With a score of books published on the history of cosmology and research on galaxies, another one in the same general lines seems unnecessary. However with the thoroughness and interesting writing “Galactic Encounters” is sure to earn a place in your bookshelf whether you’re interested in history of science or in cosmology.

Galactic Encounters does what few similar books do – it introduces the important observers and theoreticians throughout the past few hundred years of astronomical research together with the contemporary ideas about nebulae at the ime..

Similarly to others, the book covers William Herschel’s and Edwin Hubble’s work, but not only – instead of only focusing on their research about nebulae, the authors give an idea of the astronomers lives and characters, and it does that in the case of tens of astronomers, several of whom would only briefly be mentioned in other popular accounts of the history of cosmology.

As an example one can read about Percival Lowell and his obsession with the rotation period of Venus or how and who discovered the spiral arms of our galaxy or how cosmologists came up with such ideas as dark matter and dark energy.

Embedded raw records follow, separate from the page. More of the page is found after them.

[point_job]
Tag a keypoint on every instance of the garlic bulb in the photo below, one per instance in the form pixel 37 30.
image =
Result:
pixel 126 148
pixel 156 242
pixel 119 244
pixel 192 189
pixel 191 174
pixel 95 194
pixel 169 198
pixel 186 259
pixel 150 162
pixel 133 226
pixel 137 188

The book is written starting from the earliest observations and scientists and continues all the way to twenty first century. If you’ve taken a basic astronomy course at college or university level, the cosmology part will be familiar to you however one of the great benefits of reading this book is that you get an idea of how the discoveries were made – something that usually isn’t included in basic astronomy classes, but would be in specific courses on cosmology.

The book is also suitable for general readers with maybe less background in physics or astronomy, as you don’t need any mathematics to fly through the book and observations described within.

Another fascinating thing about the book is, that a chapter might start with something where you might not see a straight connection to all that came before and might wonder why there are such detours to other topics in astronomy, but they all lead back to the general story.

In short: “Galactic Encounters” is very interesting, thorough and well-illustrated.